Organizing geometries into BLASes

Consider splitting a BLAS when there is a lot of empty space in an instance’s world-space AABB. World-space AABBs are used to test whether a ray potentially hits an instance and traversing its associated BLAS is required. A significant amount of empty space can lead to unnecessary traversal through the BLAS.

Geometries that move independently should usually be in their own BLASes. Merging them into a single BLAS can lead to an AABB with lots of empty space, and unnecessary rebuilding of the BLAS instead of simply changing transformations of the independent instances.

Figure 1. Geometries in two BLASes with overlapping AABBs with a lot of empty space (left). After geometries are split into four independent BLASes, the AABBs no longer overlap (right).

Consider merging BLASes when instance world-space AABBs overlap significantly. When world-space AABBs of instances overlap, each ray going through that region must process separately all the overlapping BLAS instances to find potential intersections. Traversing through one merged BLAS would be more efficient.

Tracing performance against a BLAS doesn’t depend on the number of geometries in it. Geometries merged into a single BLAS can still have unique materials.

Figure 2. Independent BLAS instances with overlapping AABBs (left) and one merged BLAS instance (right).

Instantiate BLASes when possible. Instancing BLASes saves memory. It can also increase ray-tracing performance. Instances can have unique materials and transformations. In the case where the AABBs of the instances overlap a lot, replicating and merging them into a single BLAS as multiple geometries can still be a better choice, despite the increased memory consumption.

Avoid elongated triangles in geometries. Long, thin triangles have non-optimal bounding volumes with lots of empty space. They easily overlap with many other bounding volumes. This leads to non-optimal performance when tracing a ray against the geometry.

The driver can mitigate the issues to an extent depending on the geometry. The first such triangle isn’t likely to cause problems, but too many triangles do cause a problem, so I recommend avoiding them when possible; for example, by splitting them into smaller triangles.

Don’t include sky geometry in TLAS. A skybox or skysphere would have an AABB that overlaps with everything else and all rays would have to be tested against it.

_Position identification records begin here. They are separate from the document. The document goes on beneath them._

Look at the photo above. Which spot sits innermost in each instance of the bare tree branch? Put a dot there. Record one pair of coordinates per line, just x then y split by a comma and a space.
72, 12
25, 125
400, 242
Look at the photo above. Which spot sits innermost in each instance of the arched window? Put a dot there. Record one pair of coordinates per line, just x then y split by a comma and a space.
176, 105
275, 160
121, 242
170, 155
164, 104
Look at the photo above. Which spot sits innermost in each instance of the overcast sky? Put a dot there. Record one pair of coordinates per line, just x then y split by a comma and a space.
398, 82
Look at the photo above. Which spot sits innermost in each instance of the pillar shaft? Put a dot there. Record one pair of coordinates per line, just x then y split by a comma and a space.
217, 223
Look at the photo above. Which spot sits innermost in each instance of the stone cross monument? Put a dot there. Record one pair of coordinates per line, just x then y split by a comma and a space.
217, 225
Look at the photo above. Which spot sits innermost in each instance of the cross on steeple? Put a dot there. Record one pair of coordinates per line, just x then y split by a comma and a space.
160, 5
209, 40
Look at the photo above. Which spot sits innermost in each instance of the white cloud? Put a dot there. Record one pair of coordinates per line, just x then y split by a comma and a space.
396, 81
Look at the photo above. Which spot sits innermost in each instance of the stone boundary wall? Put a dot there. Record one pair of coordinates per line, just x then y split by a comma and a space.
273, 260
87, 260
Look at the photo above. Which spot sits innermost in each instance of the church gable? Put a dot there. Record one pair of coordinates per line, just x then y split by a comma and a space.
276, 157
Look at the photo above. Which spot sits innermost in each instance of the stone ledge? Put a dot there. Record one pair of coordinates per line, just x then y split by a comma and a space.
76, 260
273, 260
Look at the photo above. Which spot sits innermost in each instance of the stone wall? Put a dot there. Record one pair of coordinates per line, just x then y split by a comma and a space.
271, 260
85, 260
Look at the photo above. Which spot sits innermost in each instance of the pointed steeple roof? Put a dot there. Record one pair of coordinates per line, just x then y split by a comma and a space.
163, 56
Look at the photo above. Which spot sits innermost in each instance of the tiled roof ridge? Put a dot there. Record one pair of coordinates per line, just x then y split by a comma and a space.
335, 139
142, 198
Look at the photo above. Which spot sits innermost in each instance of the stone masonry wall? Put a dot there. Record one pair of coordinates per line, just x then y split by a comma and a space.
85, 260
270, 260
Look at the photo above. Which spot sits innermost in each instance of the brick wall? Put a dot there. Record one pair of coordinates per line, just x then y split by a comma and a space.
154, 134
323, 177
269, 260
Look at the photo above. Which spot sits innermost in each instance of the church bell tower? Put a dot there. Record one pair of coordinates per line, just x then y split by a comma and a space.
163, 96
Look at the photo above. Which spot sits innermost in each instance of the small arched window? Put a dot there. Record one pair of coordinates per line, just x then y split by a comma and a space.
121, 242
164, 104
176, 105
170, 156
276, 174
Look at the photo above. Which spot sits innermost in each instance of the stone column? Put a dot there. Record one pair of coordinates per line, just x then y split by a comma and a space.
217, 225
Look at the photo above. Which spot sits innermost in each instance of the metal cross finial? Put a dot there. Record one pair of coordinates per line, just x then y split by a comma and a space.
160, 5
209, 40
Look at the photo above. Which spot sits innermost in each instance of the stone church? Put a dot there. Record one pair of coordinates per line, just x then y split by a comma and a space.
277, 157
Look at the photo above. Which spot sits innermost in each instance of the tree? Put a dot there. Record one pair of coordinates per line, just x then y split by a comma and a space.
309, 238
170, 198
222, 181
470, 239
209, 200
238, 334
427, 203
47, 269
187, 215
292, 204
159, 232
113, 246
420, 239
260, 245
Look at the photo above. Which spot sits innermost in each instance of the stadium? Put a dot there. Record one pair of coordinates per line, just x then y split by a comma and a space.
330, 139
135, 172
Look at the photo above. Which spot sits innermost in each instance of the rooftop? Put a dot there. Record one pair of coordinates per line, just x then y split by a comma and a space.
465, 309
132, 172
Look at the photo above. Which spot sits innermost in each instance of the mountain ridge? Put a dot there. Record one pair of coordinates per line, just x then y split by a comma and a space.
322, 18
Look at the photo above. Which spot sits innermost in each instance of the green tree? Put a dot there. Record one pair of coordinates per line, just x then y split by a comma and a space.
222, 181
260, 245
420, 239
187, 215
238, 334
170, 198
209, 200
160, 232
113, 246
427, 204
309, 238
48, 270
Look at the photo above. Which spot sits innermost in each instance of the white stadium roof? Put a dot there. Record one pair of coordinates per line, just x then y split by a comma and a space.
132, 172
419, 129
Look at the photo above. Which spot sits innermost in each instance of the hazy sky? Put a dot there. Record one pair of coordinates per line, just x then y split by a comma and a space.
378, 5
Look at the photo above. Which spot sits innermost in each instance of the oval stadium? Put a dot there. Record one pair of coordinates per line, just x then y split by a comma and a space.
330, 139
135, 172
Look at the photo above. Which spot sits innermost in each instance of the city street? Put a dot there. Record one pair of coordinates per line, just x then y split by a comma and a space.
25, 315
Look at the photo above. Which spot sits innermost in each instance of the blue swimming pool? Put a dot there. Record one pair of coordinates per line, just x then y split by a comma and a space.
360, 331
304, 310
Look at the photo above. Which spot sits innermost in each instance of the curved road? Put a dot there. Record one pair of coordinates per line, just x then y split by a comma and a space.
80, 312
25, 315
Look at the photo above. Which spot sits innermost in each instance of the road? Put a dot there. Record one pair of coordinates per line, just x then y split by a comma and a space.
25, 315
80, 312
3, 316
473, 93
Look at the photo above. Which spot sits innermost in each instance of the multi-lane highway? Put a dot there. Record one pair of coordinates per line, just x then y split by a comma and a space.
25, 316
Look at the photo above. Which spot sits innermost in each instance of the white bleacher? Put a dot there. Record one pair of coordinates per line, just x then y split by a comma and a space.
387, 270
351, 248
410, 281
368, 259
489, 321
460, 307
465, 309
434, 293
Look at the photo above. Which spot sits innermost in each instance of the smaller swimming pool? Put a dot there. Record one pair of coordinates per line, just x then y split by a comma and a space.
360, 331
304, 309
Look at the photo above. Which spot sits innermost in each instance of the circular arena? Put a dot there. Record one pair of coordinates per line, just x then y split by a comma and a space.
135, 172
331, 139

It’s more efficient to handle sky shading in the miss shader rather than in the hit shader for the geometry representing the sky.

Build preference flags

For TLAS, consider the PREFER_FAST_TRACE flag and perform only rebuilds. Often, this results in best overall performance. The rationale is that making the TLAS as high quality as possible regardless of the movement occurring in the scene is important and doesn’t cost too much.

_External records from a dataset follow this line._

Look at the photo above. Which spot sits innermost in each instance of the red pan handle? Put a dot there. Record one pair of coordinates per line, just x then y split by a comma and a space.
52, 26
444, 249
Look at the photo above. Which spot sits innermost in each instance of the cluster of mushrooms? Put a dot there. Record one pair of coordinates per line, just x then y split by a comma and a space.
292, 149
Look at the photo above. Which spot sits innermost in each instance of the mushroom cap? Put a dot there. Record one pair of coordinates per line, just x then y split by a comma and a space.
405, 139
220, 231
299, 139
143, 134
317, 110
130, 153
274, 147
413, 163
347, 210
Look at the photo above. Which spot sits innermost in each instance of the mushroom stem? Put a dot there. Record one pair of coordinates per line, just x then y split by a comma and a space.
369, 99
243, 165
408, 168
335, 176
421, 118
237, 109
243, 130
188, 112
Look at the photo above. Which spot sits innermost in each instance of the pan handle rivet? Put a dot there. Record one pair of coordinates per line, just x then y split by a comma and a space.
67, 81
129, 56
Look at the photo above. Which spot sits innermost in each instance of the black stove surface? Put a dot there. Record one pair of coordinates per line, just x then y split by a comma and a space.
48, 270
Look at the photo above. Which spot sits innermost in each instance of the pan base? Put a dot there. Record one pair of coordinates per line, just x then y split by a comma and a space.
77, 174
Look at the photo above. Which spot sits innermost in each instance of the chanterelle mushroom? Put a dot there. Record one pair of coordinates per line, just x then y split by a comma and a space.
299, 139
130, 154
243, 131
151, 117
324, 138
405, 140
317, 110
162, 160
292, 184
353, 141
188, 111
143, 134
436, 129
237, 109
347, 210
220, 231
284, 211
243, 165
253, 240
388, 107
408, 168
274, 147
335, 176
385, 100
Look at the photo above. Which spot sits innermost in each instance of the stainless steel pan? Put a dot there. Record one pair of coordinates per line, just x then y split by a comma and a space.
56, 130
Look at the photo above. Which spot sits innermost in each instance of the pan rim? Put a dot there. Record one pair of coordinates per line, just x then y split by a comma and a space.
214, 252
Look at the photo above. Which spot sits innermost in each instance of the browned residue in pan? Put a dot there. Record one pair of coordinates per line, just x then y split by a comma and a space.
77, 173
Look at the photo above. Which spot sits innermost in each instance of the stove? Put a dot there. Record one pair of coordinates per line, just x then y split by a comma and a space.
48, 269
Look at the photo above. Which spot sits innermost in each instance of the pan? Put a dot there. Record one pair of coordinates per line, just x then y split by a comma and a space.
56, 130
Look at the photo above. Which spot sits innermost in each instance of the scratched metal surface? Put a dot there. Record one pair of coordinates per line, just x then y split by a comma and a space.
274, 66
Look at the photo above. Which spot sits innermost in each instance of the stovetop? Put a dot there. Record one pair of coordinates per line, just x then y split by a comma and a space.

For static BLASes, use the PREFER_FAST_TRACE flag. For all BLASes that are built only one time, optimizing for best ray-trace performance is an easy choice.

For dynamic BLASes, choose between using the PREFER_FAST_TRACE or PREFER_FAST_BUILD flags, or neither. For BLASes that are occasionally rebuilt or updated, the optimal build preference flag depends on many factors. How much is built? How expensive are the ray traces? Can the build cost be hidden by executing builds on async compute? To find the optimal solution for a specific case, I recommend trying different options.

Dynamic BLASes

Reuse the old BLAS when possible. Whenever you know that vertices of a BLAS have not moved after the previous update, continue using the old BLAS.

Update the BLAS only for visible objects. When instances are culled from the TLAS, also exclude their culled BLASes from the BLAS update process.

Consider skipping updates based on distance and size. Sometimes it’s not necessary to update a BLAS on every frame, depending on how large it is on the screen. It may be possible to skip some updates without causing noticeable visual errors.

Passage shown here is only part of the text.